Le tableau au format monumental (3,47x1,74m), conservé depuis 1961 au musée de Tolède, est exposé dans une salle ouverte sur la Méditerranée et dominant le cimetière marin, lieu de sépulture de la bourgoisie sétoise où repose notamment le poète Paul Valéry.
Devant la toile du Greco se trouvent dix profonds canapés blancs dans lesquels les visiteurs peuvent la contempler à loisir. Des salles attenantes offrent plusieurs éclairages sur l'œuvre et l'artiste.

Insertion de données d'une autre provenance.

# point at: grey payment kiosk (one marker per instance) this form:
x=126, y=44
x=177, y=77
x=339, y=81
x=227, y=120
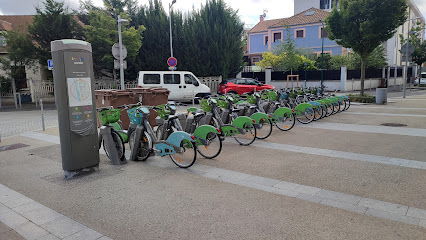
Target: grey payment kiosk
x=75, y=100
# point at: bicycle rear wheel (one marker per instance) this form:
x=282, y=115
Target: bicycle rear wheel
x=187, y=156
x=249, y=135
x=317, y=113
x=287, y=123
x=212, y=148
x=307, y=116
x=118, y=144
x=265, y=129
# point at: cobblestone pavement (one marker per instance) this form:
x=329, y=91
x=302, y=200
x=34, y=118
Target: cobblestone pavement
x=17, y=122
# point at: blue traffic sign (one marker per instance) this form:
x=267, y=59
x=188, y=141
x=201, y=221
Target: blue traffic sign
x=172, y=61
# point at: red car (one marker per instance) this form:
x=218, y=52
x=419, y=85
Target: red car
x=241, y=85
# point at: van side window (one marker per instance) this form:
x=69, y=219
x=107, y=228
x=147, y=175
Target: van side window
x=189, y=79
x=171, y=79
x=151, y=78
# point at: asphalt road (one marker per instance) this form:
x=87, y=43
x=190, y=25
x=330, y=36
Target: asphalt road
x=343, y=177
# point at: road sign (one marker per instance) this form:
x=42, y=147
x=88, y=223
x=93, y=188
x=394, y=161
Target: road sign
x=116, y=51
x=410, y=58
x=410, y=48
x=50, y=64
x=172, y=61
x=117, y=64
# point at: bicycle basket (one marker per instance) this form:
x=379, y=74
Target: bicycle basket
x=273, y=95
x=251, y=99
x=134, y=116
x=109, y=116
x=205, y=105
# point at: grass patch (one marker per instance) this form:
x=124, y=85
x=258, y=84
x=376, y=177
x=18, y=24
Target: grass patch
x=362, y=99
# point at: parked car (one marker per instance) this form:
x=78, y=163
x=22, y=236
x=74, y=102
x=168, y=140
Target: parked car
x=183, y=85
x=241, y=85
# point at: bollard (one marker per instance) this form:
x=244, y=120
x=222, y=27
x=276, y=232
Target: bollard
x=42, y=114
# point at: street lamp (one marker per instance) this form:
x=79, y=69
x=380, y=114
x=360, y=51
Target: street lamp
x=404, y=84
x=322, y=53
x=170, y=23
x=120, y=45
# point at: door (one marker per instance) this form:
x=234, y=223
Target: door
x=173, y=83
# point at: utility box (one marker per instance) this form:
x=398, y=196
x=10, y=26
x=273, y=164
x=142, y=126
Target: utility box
x=75, y=100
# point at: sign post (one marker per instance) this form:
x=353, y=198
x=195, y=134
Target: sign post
x=172, y=62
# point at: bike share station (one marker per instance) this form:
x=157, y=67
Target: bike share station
x=75, y=100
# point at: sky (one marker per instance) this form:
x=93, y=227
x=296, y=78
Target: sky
x=248, y=10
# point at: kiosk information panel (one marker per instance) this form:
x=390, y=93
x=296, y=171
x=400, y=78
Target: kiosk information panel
x=75, y=100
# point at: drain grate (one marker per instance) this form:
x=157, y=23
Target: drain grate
x=393, y=124
x=12, y=146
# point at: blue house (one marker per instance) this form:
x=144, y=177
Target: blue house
x=306, y=28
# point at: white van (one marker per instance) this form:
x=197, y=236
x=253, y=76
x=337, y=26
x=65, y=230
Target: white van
x=183, y=85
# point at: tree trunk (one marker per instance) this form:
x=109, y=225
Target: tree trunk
x=362, y=76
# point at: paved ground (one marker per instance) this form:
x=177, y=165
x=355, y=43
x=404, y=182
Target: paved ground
x=343, y=177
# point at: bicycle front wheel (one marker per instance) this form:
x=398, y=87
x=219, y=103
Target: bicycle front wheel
x=265, y=128
x=287, y=123
x=118, y=144
x=249, y=135
x=144, y=147
x=212, y=148
x=187, y=155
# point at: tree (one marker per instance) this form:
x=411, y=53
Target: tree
x=53, y=23
x=363, y=24
x=21, y=54
x=102, y=33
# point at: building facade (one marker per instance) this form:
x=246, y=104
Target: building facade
x=305, y=27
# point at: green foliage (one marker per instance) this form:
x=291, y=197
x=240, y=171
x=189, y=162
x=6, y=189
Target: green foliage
x=377, y=59
x=338, y=61
x=52, y=22
x=207, y=42
x=363, y=24
x=21, y=54
x=102, y=33
x=155, y=45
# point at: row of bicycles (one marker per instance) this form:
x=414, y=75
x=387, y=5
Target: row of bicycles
x=244, y=118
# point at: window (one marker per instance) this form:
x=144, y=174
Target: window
x=323, y=32
x=151, y=78
x=171, y=79
x=300, y=33
x=277, y=37
x=189, y=79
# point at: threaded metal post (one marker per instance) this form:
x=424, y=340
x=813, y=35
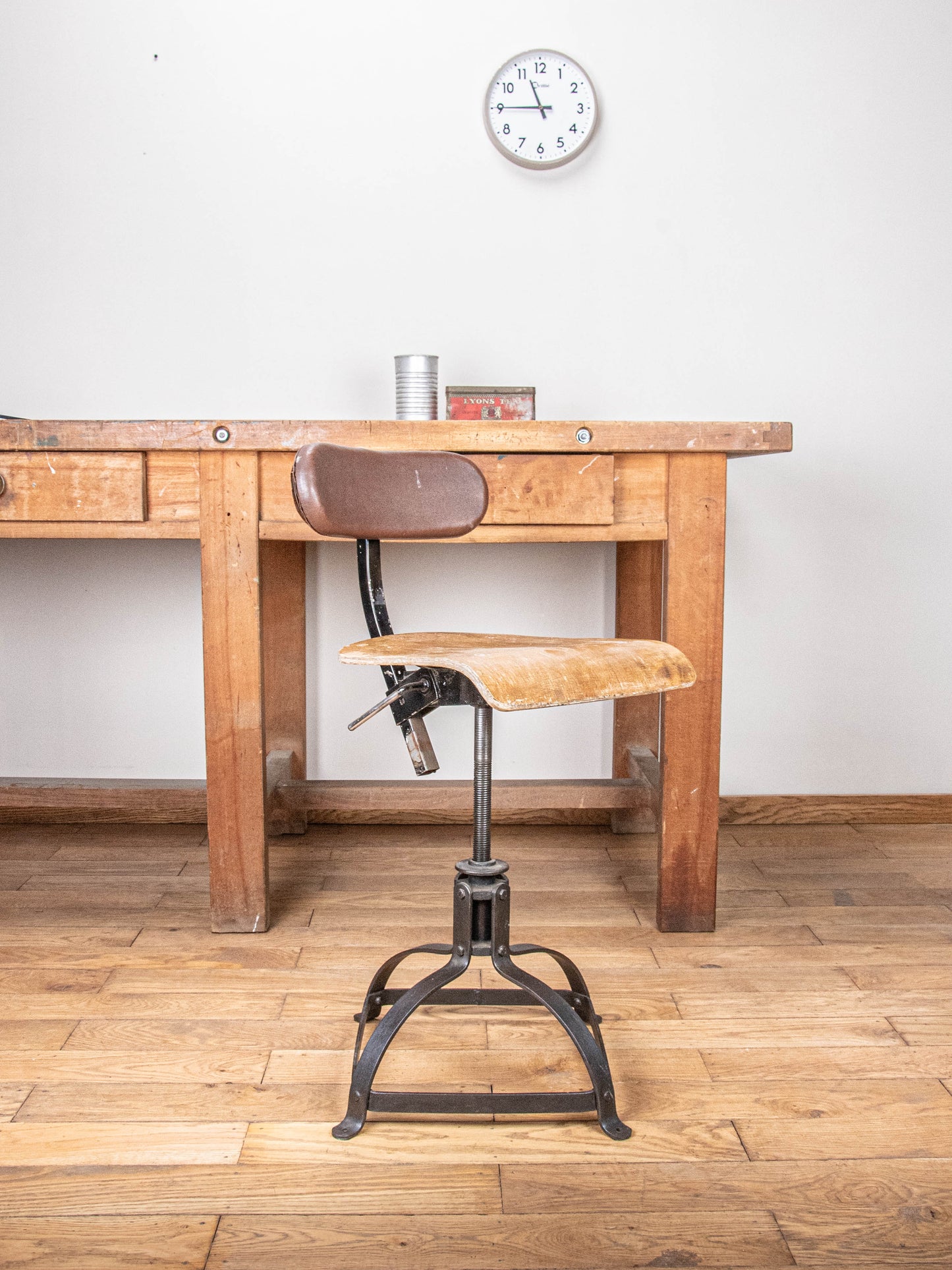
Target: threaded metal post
x=482, y=784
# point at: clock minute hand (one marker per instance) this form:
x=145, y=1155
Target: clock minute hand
x=538, y=103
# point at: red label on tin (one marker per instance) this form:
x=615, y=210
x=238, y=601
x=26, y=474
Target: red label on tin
x=490, y=404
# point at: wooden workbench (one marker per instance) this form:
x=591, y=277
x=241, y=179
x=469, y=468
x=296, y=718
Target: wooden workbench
x=656, y=489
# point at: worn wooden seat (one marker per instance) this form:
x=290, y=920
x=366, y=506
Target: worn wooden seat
x=527, y=672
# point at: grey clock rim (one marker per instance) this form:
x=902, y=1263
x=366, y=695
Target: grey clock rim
x=550, y=163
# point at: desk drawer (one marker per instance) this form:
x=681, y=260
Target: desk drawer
x=52, y=486
x=549, y=489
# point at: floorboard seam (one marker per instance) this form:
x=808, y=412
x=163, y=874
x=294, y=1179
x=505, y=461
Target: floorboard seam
x=215, y=1235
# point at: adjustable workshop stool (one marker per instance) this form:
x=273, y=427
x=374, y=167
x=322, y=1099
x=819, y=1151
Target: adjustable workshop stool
x=368, y=496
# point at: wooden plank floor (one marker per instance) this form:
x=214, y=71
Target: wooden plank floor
x=167, y=1095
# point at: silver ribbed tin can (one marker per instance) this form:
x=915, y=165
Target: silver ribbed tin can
x=416, y=385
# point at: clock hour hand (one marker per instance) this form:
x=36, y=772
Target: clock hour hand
x=538, y=103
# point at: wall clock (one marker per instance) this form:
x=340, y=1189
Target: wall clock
x=541, y=109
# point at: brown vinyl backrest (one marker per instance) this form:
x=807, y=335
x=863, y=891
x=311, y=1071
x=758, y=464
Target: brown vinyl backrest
x=348, y=493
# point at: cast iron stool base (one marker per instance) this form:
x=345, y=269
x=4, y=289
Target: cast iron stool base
x=480, y=929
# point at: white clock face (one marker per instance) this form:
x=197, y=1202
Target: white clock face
x=541, y=109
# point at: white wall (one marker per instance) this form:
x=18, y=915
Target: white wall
x=256, y=221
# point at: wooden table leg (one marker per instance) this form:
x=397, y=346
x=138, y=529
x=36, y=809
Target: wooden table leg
x=283, y=657
x=638, y=615
x=691, y=719
x=234, y=714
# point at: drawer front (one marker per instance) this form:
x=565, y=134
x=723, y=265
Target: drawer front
x=523, y=489
x=549, y=489
x=71, y=487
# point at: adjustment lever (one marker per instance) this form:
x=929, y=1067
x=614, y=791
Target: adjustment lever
x=413, y=682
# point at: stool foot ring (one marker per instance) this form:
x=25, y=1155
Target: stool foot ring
x=475, y=900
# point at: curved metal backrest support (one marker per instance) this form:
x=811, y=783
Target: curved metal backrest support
x=348, y=493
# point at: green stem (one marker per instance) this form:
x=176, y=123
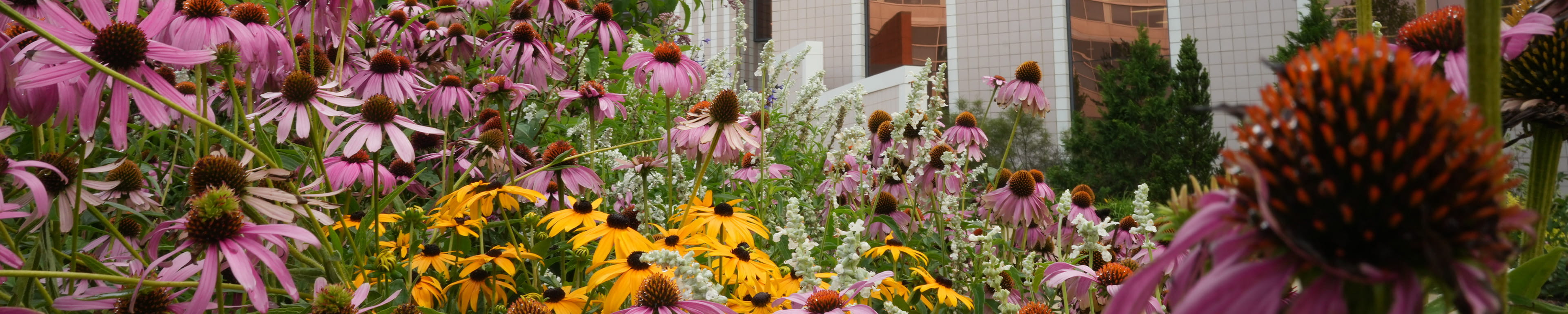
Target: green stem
x=16, y=16
x=127, y=280
x=1542, y=184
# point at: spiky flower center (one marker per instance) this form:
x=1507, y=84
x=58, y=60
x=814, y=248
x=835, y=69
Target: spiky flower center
x=967, y=120
x=205, y=9
x=528, y=307
x=57, y=183
x=657, y=291
x=121, y=46
x=1028, y=73
x=214, y=217
x=1112, y=274
x=524, y=34
x=554, y=294
x=559, y=150
x=1540, y=71
x=667, y=52
x=129, y=177
x=1401, y=178
x=300, y=87
x=153, y=301
x=1021, y=184
x=582, y=206
x=824, y=302
x=383, y=62
x=886, y=203
x=937, y=156
x=1440, y=30
x=379, y=109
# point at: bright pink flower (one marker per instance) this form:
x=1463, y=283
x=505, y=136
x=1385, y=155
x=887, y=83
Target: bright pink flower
x=672, y=71
x=121, y=45
x=1025, y=90
x=386, y=76
x=358, y=168
x=597, y=99
x=524, y=54
x=448, y=95
x=603, y=24
x=375, y=120
x=291, y=109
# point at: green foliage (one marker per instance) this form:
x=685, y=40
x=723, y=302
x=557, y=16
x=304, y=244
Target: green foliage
x=1148, y=131
x=1316, y=26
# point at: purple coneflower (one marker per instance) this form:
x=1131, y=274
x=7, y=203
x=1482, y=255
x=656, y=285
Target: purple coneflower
x=1025, y=90
x=448, y=95
x=377, y=118
x=750, y=172
x=502, y=87
x=386, y=76
x=661, y=296
x=1409, y=211
x=722, y=128
x=575, y=177
x=523, y=48
x=126, y=186
x=358, y=168
x=672, y=71
x=603, y=24
x=599, y=103
x=205, y=24
x=457, y=41
x=886, y=206
x=1018, y=203
x=216, y=227
x=125, y=46
x=968, y=137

Réalisé entre 1608 et 1613, dans les dernières années de la vie de Greco, ce chef-d'œuvre, commandé pour le maître-autel de la chapelle Oballe de l'église San Vicente de Tolède, représente dans une vertigineuse composition ascensionnelle, la Vierge Marie, entourée d'anges musiciens, de chérubins et de Saint-Jean l'Évangéliste.
Vêtue d'une tunique rouge et d'un manteau bleu, elle forme un trait d'union entre un espace céleste dominé par la colombe du Saint-Esprit et le monde terrestre représenté par une vue de Tolède.
La toile, qui n'est sortie d'Espagne que deux fois (Berlin, New York) avant de venir à Sète, est considérée comme un "testament esthétique" de Doménikos Theotokopoulos, dit El Greco, né en Crète en 1541, alors que l'île était sous domination vénitienne.
On trouve dans cette oeuvre achevée un an avant sa mort la liberté d'expression déroutante de l'élève de Titien et de Tintoret, sa synthèse remarquable du maniérisme et de l'art byzantin, caractérisée notamment par un étirement des formes et l'emploi de couleurs vives.
Célébré de son vivant, mais mort ruiné en 1614 à Tolède, puis oublié pendant plus d'un siècle avant d'être redécouvert par les romantiques au XIXe siècle, Greco est considéré comme le peintre fondateur de l'école espagnole du XVIe siècle.
Mme Vallès-Bled a souligné qu'elle "tenait à commencer ce nouveau concept d'exposition avec Greco", un peintre qui a voulu "transmettre le mouvement" et a notamment influencé des "artistes de la modernité" tels que Picasso et ses Demoiselles d'Avignon.